| Lages, 01/05/2013, Correio Lageano, por Ciça Ferreira |
Natural de Vacaria, Rafael Ferreira é um dos letristas mais novos a participar do festival lageano.
Rafael Ferreira, de Vacaria, mesmo com pouca idade desponta como um talento na música nativista como letrista. Ele tem 24 anos, mas já participou de vários festivais no Sul do Brasil. Na Sapecada da Serra Catarinense, ele conquistou espaço para duas de suas letras. “Quando meu canto passar” e “Saudades Amontoadas”. A segunda, em parceria com Ramiro Amorim.
O letrista, que escreve desde 2007, mudou-se para Lages para cursar Medicina Veterinária no Centro Universitário Facvest. Desde então, em contato com os músicos da Serra, tem participado da Sapecada. Mesmo não tendo nascido no campo, ele conta que tem grande amor pelas coisas da terra. Além das duas composições na Sapecada, ele tem outra participando da Sapecada da Canção Nativa, intitulada “Suja Campo”, uma chamarra feita em parceria com Felipe Corso, um amigo de Vacaria.
“Essa letra não é para mim. Fiz pensando em quem canta. Fiz como se fosse o olhar do intérprete. Me coloquei no lugar do cantor. É sobre a importância de quem canta.
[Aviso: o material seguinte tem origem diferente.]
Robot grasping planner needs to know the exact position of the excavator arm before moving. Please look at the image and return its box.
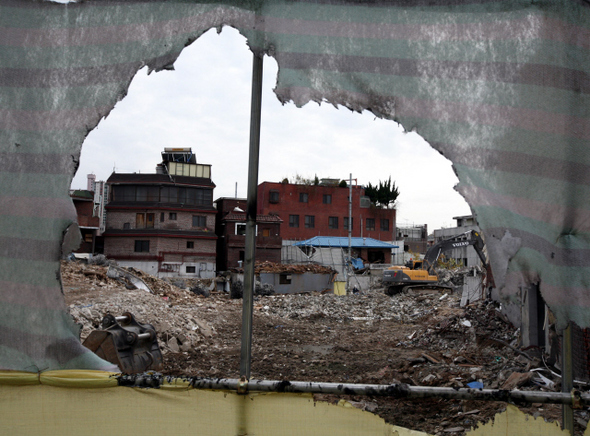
[423,230,487,274]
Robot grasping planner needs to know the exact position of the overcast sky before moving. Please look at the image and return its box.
[72,27,470,233]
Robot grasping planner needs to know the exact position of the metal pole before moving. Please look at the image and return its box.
[240,52,264,380]
[345,173,352,294]
[561,324,574,435]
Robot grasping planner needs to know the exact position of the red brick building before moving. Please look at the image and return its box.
[258,182,395,241]
[215,198,283,271]
[103,149,217,278]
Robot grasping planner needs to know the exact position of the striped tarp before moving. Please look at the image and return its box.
[0,0,590,371]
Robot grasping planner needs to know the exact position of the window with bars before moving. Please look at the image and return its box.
[193,215,207,227]
[135,240,150,253]
[344,216,354,230]
[328,216,338,229]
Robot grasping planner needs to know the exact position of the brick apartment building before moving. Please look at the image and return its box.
[70,189,102,253]
[258,181,395,241]
[103,148,217,278]
[215,197,283,271]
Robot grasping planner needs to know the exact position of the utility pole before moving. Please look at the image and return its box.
[344,173,352,295]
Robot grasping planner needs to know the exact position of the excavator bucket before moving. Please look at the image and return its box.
[82,312,162,374]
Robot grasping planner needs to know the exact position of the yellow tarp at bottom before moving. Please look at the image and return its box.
[0,371,588,436]
[0,385,426,436]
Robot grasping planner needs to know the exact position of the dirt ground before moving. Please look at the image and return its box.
[62,262,589,434]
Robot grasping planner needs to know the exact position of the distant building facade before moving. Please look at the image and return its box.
[70,189,102,254]
[103,148,217,278]
[215,198,282,271]
[258,181,396,241]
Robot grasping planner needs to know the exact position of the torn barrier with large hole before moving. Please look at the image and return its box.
[0,0,590,372]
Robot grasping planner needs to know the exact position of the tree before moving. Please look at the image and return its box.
[365,176,399,208]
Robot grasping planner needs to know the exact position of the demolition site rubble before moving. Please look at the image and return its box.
[62,261,588,435]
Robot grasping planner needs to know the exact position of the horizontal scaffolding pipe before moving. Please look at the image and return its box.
[119,375,590,408]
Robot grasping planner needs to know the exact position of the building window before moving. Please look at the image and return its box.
[235,223,258,236]
[328,216,338,229]
[135,240,150,253]
[268,191,279,203]
[193,215,207,227]
[344,216,354,230]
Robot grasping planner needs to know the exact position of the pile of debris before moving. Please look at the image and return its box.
[62,262,588,434]
[254,261,336,274]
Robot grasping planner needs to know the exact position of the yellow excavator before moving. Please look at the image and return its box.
[383,230,487,295]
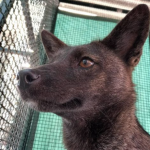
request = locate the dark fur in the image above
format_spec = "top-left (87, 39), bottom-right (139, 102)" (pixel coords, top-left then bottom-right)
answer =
top-left (18, 5), bottom-right (150, 150)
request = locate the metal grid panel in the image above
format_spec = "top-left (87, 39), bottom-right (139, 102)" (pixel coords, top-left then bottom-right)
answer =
top-left (0, 0), bottom-right (58, 150)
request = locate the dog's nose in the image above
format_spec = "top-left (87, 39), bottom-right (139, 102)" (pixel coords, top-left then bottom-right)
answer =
top-left (17, 69), bottom-right (40, 88)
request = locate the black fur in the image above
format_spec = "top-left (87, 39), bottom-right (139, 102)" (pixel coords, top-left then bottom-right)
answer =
top-left (18, 4), bottom-right (150, 150)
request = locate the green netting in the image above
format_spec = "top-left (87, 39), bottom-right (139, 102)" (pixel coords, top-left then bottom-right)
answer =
top-left (26, 13), bottom-right (150, 150)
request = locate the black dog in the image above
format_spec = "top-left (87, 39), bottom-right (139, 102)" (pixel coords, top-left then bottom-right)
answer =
top-left (18, 4), bottom-right (150, 150)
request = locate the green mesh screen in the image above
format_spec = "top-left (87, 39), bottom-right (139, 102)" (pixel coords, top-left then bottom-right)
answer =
top-left (27, 13), bottom-right (150, 150)
top-left (0, 0), bottom-right (150, 150)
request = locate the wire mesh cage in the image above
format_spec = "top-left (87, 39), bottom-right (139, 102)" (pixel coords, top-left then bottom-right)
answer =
top-left (0, 0), bottom-right (150, 150)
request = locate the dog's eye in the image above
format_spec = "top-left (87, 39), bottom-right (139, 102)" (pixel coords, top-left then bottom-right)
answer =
top-left (79, 58), bottom-right (94, 68)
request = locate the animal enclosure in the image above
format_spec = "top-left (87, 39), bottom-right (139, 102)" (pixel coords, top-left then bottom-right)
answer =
top-left (0, 0), bottom-right (150, 150)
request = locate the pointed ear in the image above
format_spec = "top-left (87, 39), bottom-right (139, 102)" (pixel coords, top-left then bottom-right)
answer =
top-left (102, 4), bottom-right (150, 67)
top-left (41, 30), bottom-right (67, 59)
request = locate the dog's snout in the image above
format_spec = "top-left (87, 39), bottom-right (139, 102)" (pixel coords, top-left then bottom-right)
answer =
top-left (17, 69), bottom-right (40, 88)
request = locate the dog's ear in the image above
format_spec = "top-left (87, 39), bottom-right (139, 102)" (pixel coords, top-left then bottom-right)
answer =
top-left (102, 4), bottom-right (150, 67)
top-left (41, 30), bottom-right (67, 59)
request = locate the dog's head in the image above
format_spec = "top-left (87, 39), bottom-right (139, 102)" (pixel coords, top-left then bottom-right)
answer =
top-left (18, 5), bottom-right (149, 119)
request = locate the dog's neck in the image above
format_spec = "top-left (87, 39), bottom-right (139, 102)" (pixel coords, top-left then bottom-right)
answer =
top-left (60, 98), bottom-right (150, 150)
Quem canta vive se cobrando que ninguém dá valor”, conta ele, que afirma a letra é um recado para os ouvidos, pedindo para que as pessoas realmente ouçam a música, que fechem os olhos e sintam o que a letra quer dizer. Rafael não é músico. Mas ele afirma que os intérpretes não são reconhecidos como deveriam.
O primeiro festival que Rafael participou foi o Baqueria, de Vacaria, e então não parou mais. Ele já venceu alguns, entre eles a Ronda da Canção Nativa, que acontece durante a Expolages, em duas ocasiões. Suas letras normalmente são premiadas como a melhor poesia dos festivais. Ele conta que já venceu mais de 30 vezes. Entre os prêmios que mais considera importantes, está o de melhor poesia na Vigília da Canção.
Quando meu canto passar
Medi...
Medi forças no cantar por pelincho me desdobro
Sem menos ruflar as penas das penas que assim me cobram
Cantei...
Mas cantei de peito aberto acalantos de índio vago
Enquanto na minha volta a noite bebia um trago...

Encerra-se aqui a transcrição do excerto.